Morris was named the Most Valuable Player on the High School Team twice. He was also one of the few black players in the Wildkits hockey organization at the time.
“I loved every second of it,” Morris said of his early years of play. “There were hard times, being one of three African Americans on my team, but many years it was just me. And we were the only ones in our league, so playing against other teams made it difficult when racial slurs were said.
“I didn’t have anyone in my organization that looked like me other than the players. No one on the board or coaching staff looked like me.”
Morris graduated from ETHS in 1999 and went on to play as a goalie with the junior hockey team New Mexico Ice Breakers for three seasons before ending his competitive career.
However, he had no plans to walk away from the game. Then, while attending New England College in Henniker, New Hampshire, where he played lacrosse all four years, he also worked as a goalie coach for the women’s hockey team. Following her stint with the Pilgrims, Morris graduated from elementary school in 2006 and worked as a goalie coach for the Lake Forest College Foresters women’s team for two years.
He also returned to the Evanston Wildkits program as a youth league coach in the fall of 2006. In 2015, he was named Illinois High School Hockey League Coach of the Year; Morris was also mentioned as the Chicago Blackhawks Coach of the Month in 2012 during his early years as head coach of the Evanston Township High School varsity.
“When I graduated from college, I realized how happy coaching made me,” Morris said. “I also wanted to give back to the program that helped me fall in love with the sport. I wanted to make a point of providing great training to the Evanston community.”
Morris said he wanted to be a coach and director since he was 12 years old. The former Evanston Wildkit player’s dream would come true in 2013 when he was named the program’s youth and high school hockey director.
Morris, the only African-American to lead a program at the state’s amateur hockey association, said he had to face racial clashes with spiteful individuals.
“Racism is the most challenging issue I’ve had to face,” Morris said, discussing his time in hockey, both on ice and as a coach and director. “When playing, I never went a season without some sort of racial commentary or insult at every level I played. As a coach, oftentimes kids from opposing teams, or even coaches and parents, have initial feelings that I don’t belong. No matter the level, I’m attached to a sport with a history and I don’t look like the role from afar.”
Though he has faced racial adversity, Morris is revered by fellow black coaches and former Evanston players. His presence and dedication to the sport of hockey inspired many African-American Evanstonians to become highly motivated and ambitious in the sport.
“I think he has a real passion for it,” said former Evanston youth hockey coach Darius Mack. “He has a very good impact. Not many guys can… handle parents and train younger kids. I think he has a good passion for the game; he is competitive enough and wants to push the kids.”

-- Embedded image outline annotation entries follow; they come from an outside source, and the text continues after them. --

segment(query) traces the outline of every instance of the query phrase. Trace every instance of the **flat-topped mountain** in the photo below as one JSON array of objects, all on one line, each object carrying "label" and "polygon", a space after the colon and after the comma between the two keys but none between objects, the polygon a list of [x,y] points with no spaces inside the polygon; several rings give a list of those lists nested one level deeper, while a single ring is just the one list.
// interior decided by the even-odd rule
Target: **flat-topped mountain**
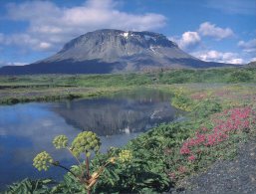
[{"label": "flat-topped mountain", "polygon": [[227,64],[203,62],[152,32],[97,30],[68,42],[56,55],[27,66],[6,66],[0,75],[109,74],[159,68],[211,68]]}]

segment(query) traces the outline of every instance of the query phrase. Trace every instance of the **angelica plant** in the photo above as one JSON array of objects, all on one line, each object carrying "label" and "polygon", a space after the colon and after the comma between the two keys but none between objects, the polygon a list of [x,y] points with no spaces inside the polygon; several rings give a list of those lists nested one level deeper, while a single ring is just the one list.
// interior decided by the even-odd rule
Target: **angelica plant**
[{"label": "angelica plant", "polygon": [[98,170],[91,174],[90,157],[93,152],[97,154],[100,151],[100,138],[92,131],[84,131],[78,134],[78,136],[71,143],[71,146],[69,146],[67,136],[58,135],[53,139],[53,144],[56,149],[67,149],[76,159],[80,170],[74,172],[73,170],[63,166],[59,161],[55,161],[46,151],[39,153],[34,158],[33,165],[39,171],[46,171],[51,165],[67,170],[80,182],[80,184],[85,186],[89,194],[107,165],[115,163],[118,159],[124,163],[130,160],[132,157],[129,150],[122,150],[119,156],[109,158],[104,165],[100,166]]}]

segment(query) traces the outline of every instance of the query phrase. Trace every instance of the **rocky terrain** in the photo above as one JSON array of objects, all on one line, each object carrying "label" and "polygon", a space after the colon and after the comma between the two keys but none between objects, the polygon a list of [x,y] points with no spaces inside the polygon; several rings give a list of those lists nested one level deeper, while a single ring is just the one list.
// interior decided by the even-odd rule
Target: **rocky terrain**
[{"label": "rocky terrain", "polygon": [[0,75],[110,74],[162,68],[211,68],[227,64],[203,62],[152,32],[98,30],[68,42],[56,55],[27,66],[6,66]]}]

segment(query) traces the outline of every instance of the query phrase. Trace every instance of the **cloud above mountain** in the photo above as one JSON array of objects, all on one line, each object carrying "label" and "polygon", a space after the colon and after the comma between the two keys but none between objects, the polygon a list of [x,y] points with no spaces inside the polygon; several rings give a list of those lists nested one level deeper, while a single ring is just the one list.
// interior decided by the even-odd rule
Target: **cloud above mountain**
[{"label": "cloud above mountain", "polygon": [[165,25],[161,14],[120,11],[113,0],[89,0],[81,6],[59,7],[50,1],[27,1],[7,5],[7,18],[28,23],[22,34],[0,35],[6,45],[51,50],[81,34],[97,29],[155,30]]},{"label": "cloud above mountain", "polygon": [[209,22],[202,23],[198,29],[198,33],[202,36],[213,37],[217,40],[234,36],[234,33],[230,28],[220,28]]}]

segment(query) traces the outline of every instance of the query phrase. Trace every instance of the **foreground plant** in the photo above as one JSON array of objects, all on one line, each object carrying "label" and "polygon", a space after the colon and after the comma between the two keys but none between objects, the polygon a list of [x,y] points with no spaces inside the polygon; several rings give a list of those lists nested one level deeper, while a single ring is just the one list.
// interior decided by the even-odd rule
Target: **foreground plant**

Mack, also a former Wildkits black goalie, played against Morris’ younger brothers and coached against the Evanston high school team.
“In high school, he’s very good about what he started doing, implementing more of a professional style,” Mack said, referring to how Morris’ players approach the sport with a professional mindset. “Implementing this kind of professional-style thing has been a huge help to a lot of kids who are developing skills.”
While hockey is not known as racially diverse, Evanston’s youth hockey program has been training blacks and other players of color since the 1960s, when Carlos Matthews was the first black youth to play in the Wildkits hockey program. Since 1967, more than 60 black athletes have played for the organization.
Morris has a few companies breaking down color barriers within the Wildkits organization: freshman Ari Sushinski just made history by becoming the first black player to make the city’s high school boys’ varsity a few months ago. Morris coached her when she started her hockey career with the Wildkits.
Morris said influencing and inspiring black kids to play at their best means a lot to him. It’s clear he wants to be the main driver of the show and bring a smile to every player’s face.
“It’s great to be the hockey director,” Morris said. “There is nothing I would rather do at this point. It’s everything I wanted for myself. It means the world to me that I can help make others comfortable enough to try this sport. I hope my presence will help build diversity within our sport and our community.”